In [1]:
import re
import time
import spacy
import pandas as pd
from sklearn.preprocessing import LabelEncoder
from sklearn.model_selection import train_test_split
from sklearn.feature_extraction.text import CountVectorizer
from sklearn.feature_extraction.text import TfidfVectorizer

# Preprocessing

The overall break down of preprocessing is as follows:
   1. Filter out certain headers and tags in the lyrics
   2. Apply POS tagger
   3. Binary encode True/False labels 
   4. Appy TF-IDF with unigrams, bigrams and trigrams
   5. Create training and testing sets 
   
To start I'll load in the data. 

In [2]:
data = pd.read_csv('../data/lyrics_data.csv')
print(data.shape)
data.head(3)

(27057, 8)


Unnamed: 0.2,Unnamed: 0,Unnamed: 0.1,album_genre,genre,artist,title,explicit_label,lyrics
0,0,0,Folk Rock,,Jim Croce,Top Hat Bar And Grille,False,"Well, if you're lookin' for a good time\nLook ..."
1,1,1,Pop,,Aloe Blacc,The Hand Is Quicker,False,The hand is quicker than the eye\nAnd sometime...
2,2,2,Pop,"[""Pop rock""]",Lionel Richie,Dancing On The Ceiling,False,(Cheering)\nWhoo!\n\nWhat is happening here\nS...


In [3]:
data = data[data['explicit_label'].notna()]
print(data.shape)

(27057, 8)


### Filter Sections and Headers in Lyrics

There are a few key things that have to be done in order to preprocess the lyrics data. As per an article on [genius](https://genius.com/Genius-song-sections-and-headers-guide-annotated) , there are several sections and headers a song can have. Examples of this can be **\[Chorus\]** or **\[Intro\]**.

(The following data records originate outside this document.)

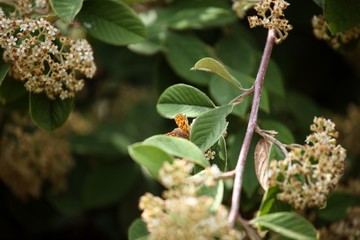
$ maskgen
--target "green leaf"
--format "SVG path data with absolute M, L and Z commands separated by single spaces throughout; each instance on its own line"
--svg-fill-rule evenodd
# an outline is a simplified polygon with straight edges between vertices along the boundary
M 314 116 L 318 116 L 321 113 L 316 103 L 310 97 L 300 92 L 288 91 L 285 104 L 287 105 L 287 112 L 292 114 L 296 124 L 300 126 L 303 132 L 309 131 L 309 126 Z
M 51 8 L 65 22 L 72 22 L 80 11 L 83 0 L 50 0 Z
M 208 84 L 208 74 L 190 71 L 191 67 L 199 59 L 210 56 L 205 43 L 191 35 L 169 32 L 166 46 L 166 59 L 180 77 L 191 83 L 199 85 Z
M 226 66 L 252 76 L 257 69 L 257 50 L 243 36 L 243 33 L 247 34 L 246 31 L 242 31 L 241 33 L 223 37 L 216 44 L 215 51 L 221 62 Z
M 316 230 L 305 218 L 293 212 L 271 213 L 251 220 L 252 223 L 285 237 L 301 240 L 316 239 Z
M 128 230 L 129 240 L 138 240 L 149 235 L 146 223 L 140 218 L 135 219 Z
M 263 216 L 274 212 L 283 212 L 283 211 L 291 210 L 290 205 L 285 204 L 276 198 L 276 195 L 279 192 L 280 191 L 277 187 L 269 188 L 266 191 L 261 201 L 258 216 Z
M 120 1 L 85 1 L 78 19 L 93 37 L 109 44 L 127 45 L 146 36 L 136 13 Z
M 191 126 L 190 141 L 195 143 L 203 152 L 214 145 L 226 131 L 227 115 L 233 106 L 225 105 L 209 110 L 199 115 Z
M 128 150 L 131 158 L 140 166 L 145 167 L 154 178 L 158 178 L 159 170 L 164 162 L 173 161 L 167 152 L 154 145 L 135 143 L 130 145 Z
M 324 17 L 332 33 L 344 32 L 360 24 L 360 1 L 326 0 Z
M 113 204 L 129 192 L 137 170 L 134 164 L 110 164 L 89 171 L 84 179 L 82 200 L 85 208 Z
M 324 8 L 325 0 L 314 0 L 319 7 Z
M 335 222 L 347 217 L 347 210 L 360 205 L 360 199 L 346 193 L 334 192 L 329 195 L 326 208 L 318 211 L 319 218 Z
M 295 143 L 294 136 L 285 124 L 275 120 L 263 119 L 259 122 L 259 125 L 263 130 L 277 131 L 278 134 L 275 135 L 275 138 L 279 141 L 286 144 Z
M 191 70 L 213 72 L 227 80 L 229 83 L 234 84 L 236 87 L 242 87 L 241 84 L 226 70 L 225 66 L 213 58 L 200 59 L 195 63 Z
M 164 49 L 166 33 L 168 31 L 169 19 L 173 12 L 168 8 L 150 9 L 149 11 L 139 13 L 139 18 L 147 28 L 147 36 L 144 41 L 130 44 L 130 50 L 139 53 L 152 55 Z
M 204 153 L 194 143 L 186 139 L 156 135 L 146 139 L 143 144 L 156 146 L 170 155 L 186 158 L 200 166 L 209 166 Z
M 206 2 L 182 0 L 177 2 L 171 10 L 173 16 L 169 19 L 169 25 L 178 30 L 216 27 L 237 19 L 234 12 L 222 0 L 207 0 Z
M 167 88 L 156 105 L 157 111 L 167 118 L 174 118 L 180 113 L 188 117 L 197 117 L 214 107 L 214 103 L 205 93 L 185 84 Z
M 9 71 L 10 69 L 10 64 L 9 63 L 5 63 L 3 61 L 0 61 L 0 87 L 1 87 L 1 84 L 2 82 L 4 81 L 6 75 L 7 75 L 7 72 Z
M 62 126 L 68 119 L 74 100 L 49 99 L 46 94 L 30 93 L 30 115 L 34 123 L 51 131 Z
M 215 146 L 215 158 L 210 162 L 212 164 L 216 164 L 220 171 L 226 172 L 228 168 L 227 163 L 227 149 L 226 149 L 226 141 L 224 136 L 222 136 L 218 143 Z
M 198 174 L 201 174 L 198 173 Z M 203 186 L 199 190 L 200 195 L 210 196 L 214 199 L 213 204 L 211 204 L 209 211 L 216 212 L 221 205 L 224 196 L 224 182 L 222 180 L 217 181 L 216 186 L 206 187 Z
M 222 81 L 219 76 L 212 76 L 209 85 L 211 96 L 219 105 L 228 104 L 231 100 L 241 94 L 238 88 L 226 81 Z M 234 106 L 233 114 L 245 118 L 251 97 L 246 97 L 240 104 Z

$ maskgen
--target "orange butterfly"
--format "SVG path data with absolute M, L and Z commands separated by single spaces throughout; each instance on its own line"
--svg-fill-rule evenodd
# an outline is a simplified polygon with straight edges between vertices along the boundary
M 189 125 L 189 120 L 187 119 L 186 115 L 178 114 L 175 116 L 174 120 L 175 120 L 175 123 L 178 126 L 178 128 L 175 128 L 174 130 L 172 130 L 169 133 L 166 133 L 165 135 L 189 139 L 190 125 Z

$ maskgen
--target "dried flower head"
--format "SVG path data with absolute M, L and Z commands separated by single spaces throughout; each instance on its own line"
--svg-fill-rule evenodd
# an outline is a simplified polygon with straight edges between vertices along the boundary
M 96 71 L 93 51 L 85 39 L 59 37 L 59 31 L 40 18 L 7 18 L 0 9 L 0 46 L 10 74 L 25 82 L 29 92 L 45 92 L 50 99 L 72 98 L 83 79 Z
M 62 135 L 44 132 L 30 122 L 14 115 L 0 139 L 0 179 L 23 200 L 40 197 L 45 182 L 55 192 L 65 190 L 66 175 L 74 164 Z
M 310 129 L 313 133 L 305 145 L 293 147 L 284 160 L 269 165 L 269 187 L 277 186 L 278 199 L 296 209 L 324 207 L 345 167 L 346 152 L 336 144 L 335 124 L 315 117 Z
M 250 27 L 263 26 L 268 29 L 275 29 L 277 33 L 275 42 L 282 42 L 288 36 L 288 31 L 292 29 L 292 25 L 284 18 L 283 13 L 289 5 L 285 0 L 259 1 L 254 6 L 258 16 L 248 17 Z
M 219 206 L 210 211 L 214 199 L 198 193 L 202 186 L 215 183 L 214 176 L 219 171 L 216 169 L 207 168 L 200 175 L 191 176 L 193 165 L 188 161 L 164 164 L 159 172 L 168 189 L 164 198 L 147 193 L 140 199 L 149 239 L 242 239 L 239 231 L 228 226 L 226 208 Z
M 360 25 L 345 32 L 331 33 L 322 15 L 314 16 L 312 18 L 312 25 L 315 37 L 329 42 L 334 49 L 340 48 L 341 45 L 350 43 L 360 36 Z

These sections are labelled in the lyrics are part of the output from the Genius API. These have to be filtered out, as these section and header annotations are not part of the original song lyrics.

In addition to removing the sections and headers, I will also remove unnecesary line breaks, tags at the end of the text and any non-english characters.

In [4]:
def preprocess_lyrics(lyrics):
    if type(lyrics) is not str:
        lyrics = ""
        return lyrics
    else:
        lyrics = re.sub(r'[^a-zA-Z0-9: +=*&^%$#@!~`";:?/\\<>.,\-_\]\[\'\n]', '', lyrics) # remove any non english characters
        lyrics = re.sub(r'[0-9]', '', lyrics) # remove numbers
        lyrics = re.sub(r"[a-zA-Z0-9 -:]*]", "", lyrics) # remove song sections
        lyrics = re.sub(r"\[", "", lyrics) # remove bracket
        lyrics = re.sub(r"[\n]{1,}", ". ", lyrics) # remove multiple newline characters with just a single line
        lyrics = re.sub(r"[0-9]*EmbedShare URLCopyEmbedCopy", "", lyrics) # remove tag at the end

    return lyrics

In [5]:
data['lyrics'] = data['lyrics'].apply(preprocess_lyrics)

In [6]:
data = data[['artist', 'title', 'lyrics', 'explicit_label']]

In [7]:
data.head(3)

Unnamed: 0,artist,title,lyrics,explicit_label
0,Jim Croce,Top Hat Bar And Grille,"Well, if you're lookin' for a good time. Look ...",False
1,Aloe Blacc,The Hand Is Quicker,The hand is quicker than the eye. And sometime...,False
2,Lionel Richie,Dancing On The Ceiling,Cheering. Whoo!. What is happening here. Somet...,False


## POS Tagging

In order to gain more information on the content of the lyrics, I am going to use a Part of Speach Tagger. 

In [8]:
nlp = spacy.load('en_core_web_lg')

In [9]:
def lyric_to_pos(lyric):
    doc = nlp(lyric)
    
    # get the pos and append it to the token
    pos_lyrics = [token.text + '_' + token.tag_ for token in doc]
    return ' '.join(pos_lyrics)

In [10]:
start_time = time.time()
# apply pos tagger
pos_lyrics = data['lyrics'].apply(lyric_to_pos)
end_time = time.time()
print("Execution time: %s min" % ((end_time - start_time)/60))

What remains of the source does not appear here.